人間到る処青山あり

諸々よもやま話(とりあえず)

目の前の一つ一つの人間関係を大事に

昨日更新をお休みしてしまったのは、長年お世話になった大先輩の、リタイアメント慰労会を行なっていて、想定以上に長くなってしまったから。

最初はなんとなく楽しく「お疲れ様でした」という感じで食事をし、積もる会話を重ねていた。

 

しかしその最中、ふと「この大先輩とあと何回、こうして席をご一緒できるのだろう」と不安に思ってしまい、「とことん行く」ことにしてしまったのだ。

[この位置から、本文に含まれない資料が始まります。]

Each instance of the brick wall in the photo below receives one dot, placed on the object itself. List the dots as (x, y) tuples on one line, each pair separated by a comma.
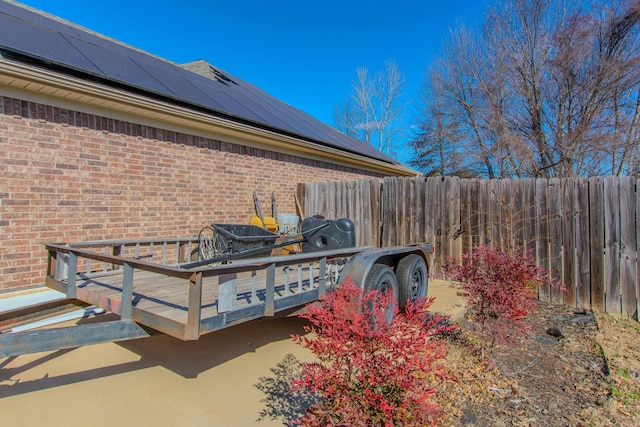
[(70, 176)]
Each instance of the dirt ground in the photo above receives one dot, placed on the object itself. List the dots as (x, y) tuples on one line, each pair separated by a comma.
[(589, 376), (586, 376)]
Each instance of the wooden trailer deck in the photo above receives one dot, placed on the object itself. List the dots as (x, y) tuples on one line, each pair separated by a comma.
[(123, 277)]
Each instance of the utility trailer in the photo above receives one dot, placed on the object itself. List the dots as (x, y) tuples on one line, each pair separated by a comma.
[(145, 283)]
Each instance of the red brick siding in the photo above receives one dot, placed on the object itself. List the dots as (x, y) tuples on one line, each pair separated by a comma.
[(71, 176)]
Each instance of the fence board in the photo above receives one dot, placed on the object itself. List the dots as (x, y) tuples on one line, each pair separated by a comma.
[(582, 243), (495, 213), (485, 217), (584, 231), (596, 230), (638, 250), (517, 234), (568, 242), (432, 204), (420, 208), (612, 244), (628, 246), (474, 215), (529, 207), (542, 230), (453, 206), (555, 237), (376, 212), (507, 216), (465, 216)]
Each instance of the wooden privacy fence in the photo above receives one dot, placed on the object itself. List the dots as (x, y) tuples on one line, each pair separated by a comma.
[(583, 230)]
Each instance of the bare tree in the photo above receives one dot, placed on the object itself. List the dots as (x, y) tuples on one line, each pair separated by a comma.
[(374, 111), (548, 88), (436, 142)]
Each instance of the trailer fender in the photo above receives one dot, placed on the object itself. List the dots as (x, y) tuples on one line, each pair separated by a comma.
[(359, 265)]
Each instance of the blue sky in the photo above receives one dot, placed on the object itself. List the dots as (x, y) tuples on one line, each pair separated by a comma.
[(304, 53)]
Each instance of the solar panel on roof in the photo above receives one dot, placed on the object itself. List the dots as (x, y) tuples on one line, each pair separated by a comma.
[(43, 38)]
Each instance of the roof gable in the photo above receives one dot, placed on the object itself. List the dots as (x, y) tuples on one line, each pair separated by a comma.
[(51, 42)]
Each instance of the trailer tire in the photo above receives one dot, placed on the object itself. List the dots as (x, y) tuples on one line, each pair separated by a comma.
[(381, 278), (413, 279)]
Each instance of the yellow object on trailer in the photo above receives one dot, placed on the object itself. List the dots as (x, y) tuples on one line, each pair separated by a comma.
[(269, 224)]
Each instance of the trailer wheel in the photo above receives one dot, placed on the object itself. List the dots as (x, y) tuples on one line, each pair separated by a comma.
[(381, 278), (413, 279)]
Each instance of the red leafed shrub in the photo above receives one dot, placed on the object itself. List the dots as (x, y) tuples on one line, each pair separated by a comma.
[(371, 371), (501, 289)]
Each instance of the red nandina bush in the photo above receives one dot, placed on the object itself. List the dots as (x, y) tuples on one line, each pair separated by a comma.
[(501, 289), (371, 371)]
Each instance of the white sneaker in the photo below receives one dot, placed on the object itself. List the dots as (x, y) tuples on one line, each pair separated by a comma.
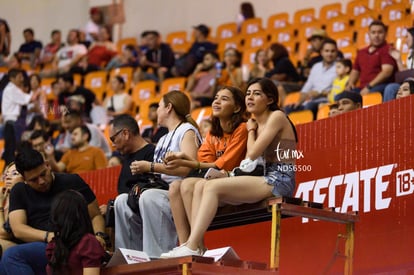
[(181, 251)]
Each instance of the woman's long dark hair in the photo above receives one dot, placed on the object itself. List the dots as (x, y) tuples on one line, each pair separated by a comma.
[(236, 118), (269, 89), (70, 220)]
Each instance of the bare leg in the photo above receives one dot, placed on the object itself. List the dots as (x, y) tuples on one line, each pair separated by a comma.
[(178, 212), (233, 190)]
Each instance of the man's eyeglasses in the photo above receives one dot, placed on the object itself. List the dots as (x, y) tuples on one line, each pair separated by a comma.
[(113, 137)]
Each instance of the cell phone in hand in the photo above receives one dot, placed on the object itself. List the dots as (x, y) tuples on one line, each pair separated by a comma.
[(213, 173)]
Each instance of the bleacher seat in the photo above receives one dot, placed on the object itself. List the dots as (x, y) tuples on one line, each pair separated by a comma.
[(371, 99), (174, 83), (251, 25), (301, 117), (330, 11), (277, 21), (96, 81), (120, 45)]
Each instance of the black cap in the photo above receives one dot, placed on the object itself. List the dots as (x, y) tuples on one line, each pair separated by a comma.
[(355, 97), (203, 29)]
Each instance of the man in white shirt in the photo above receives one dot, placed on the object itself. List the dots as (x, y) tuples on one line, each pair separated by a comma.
[(67, 56), (13, 99), (320, 80)]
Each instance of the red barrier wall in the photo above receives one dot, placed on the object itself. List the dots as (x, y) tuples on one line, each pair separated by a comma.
[(361, 161)]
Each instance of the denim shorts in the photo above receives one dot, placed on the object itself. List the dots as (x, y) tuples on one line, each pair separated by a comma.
[(282, 177)]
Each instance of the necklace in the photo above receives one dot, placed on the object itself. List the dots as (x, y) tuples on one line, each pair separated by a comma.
[(162, 150)]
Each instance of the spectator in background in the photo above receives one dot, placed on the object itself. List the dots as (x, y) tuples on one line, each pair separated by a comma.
[(115, 160), (187, 63), (333, 110), (30, 207), (102, 50), (374, 66), (320, 80), (13, 99), (120, 102), (67, 56), (391, 89), (155, 132), (155, 233), (231, 74), (313, 53), (91, 28), (40, 106), (343, 67), (82, 157), (348, 101), (284, 73), (49, 51), (406, 88), (30, 50), (128, 58), (159, 57), (74, 248), (261, 65), (72, 119), (69, 89), (5, 41), (205, 127), (202, 82), (125, 136), (10, 178), (246, 12)]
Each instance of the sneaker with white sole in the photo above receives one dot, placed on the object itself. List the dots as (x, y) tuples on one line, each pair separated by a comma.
[(181, 251)]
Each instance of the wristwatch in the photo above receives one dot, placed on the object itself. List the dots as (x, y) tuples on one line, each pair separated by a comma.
[(105, 237)]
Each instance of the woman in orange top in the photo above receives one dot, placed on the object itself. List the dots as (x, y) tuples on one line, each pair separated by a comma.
[(223, 148), (231, 74)]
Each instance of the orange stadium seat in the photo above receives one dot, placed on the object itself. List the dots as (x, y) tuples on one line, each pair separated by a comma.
[(199, 114), (291, 98), (249, 56), (143, 90), (323, 112), (330, 11), (349, 52), (301, 117), (96, 81), (283, 35), (255, 40), (306, 30), (380, 5), (120, 45), (303, 16), (251, 25), (343, 39), (371, 99), (226, 30), (46, 86), (125, 73), (394, 12), (175, 83), (178, 41), (363, 20), (337, 24), (233, 42), (357, 7), (277, 21)]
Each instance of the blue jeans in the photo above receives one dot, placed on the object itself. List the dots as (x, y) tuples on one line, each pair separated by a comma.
[(27, 259)]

大先輩は65歳でリタイアされたのだが、その歳までバリバリ働いていれば、持病の一つや二つはお持ちでいらっしゃる。

 

もちろんご年齢はまだまだお若い。

しかし、一年ぶりくらいに再会した第一印象は、「随分お痩せになったなぁ!」というものだったし、つい先日67歳でお亡くなりになった先輩の葬儀に参加したばかりということもあり、ご本人には大変失礼だが、真剣に心配になってしまった。

 

そして引退してしまった以上、放っておいたら先輩の方から小生に声を掛けてくることもなく、自宅近隣に引っ込んでしまうはずだ(現役の忙しい後輩を、こちらから呼びつけるようなことはしない、気遣いの人である)。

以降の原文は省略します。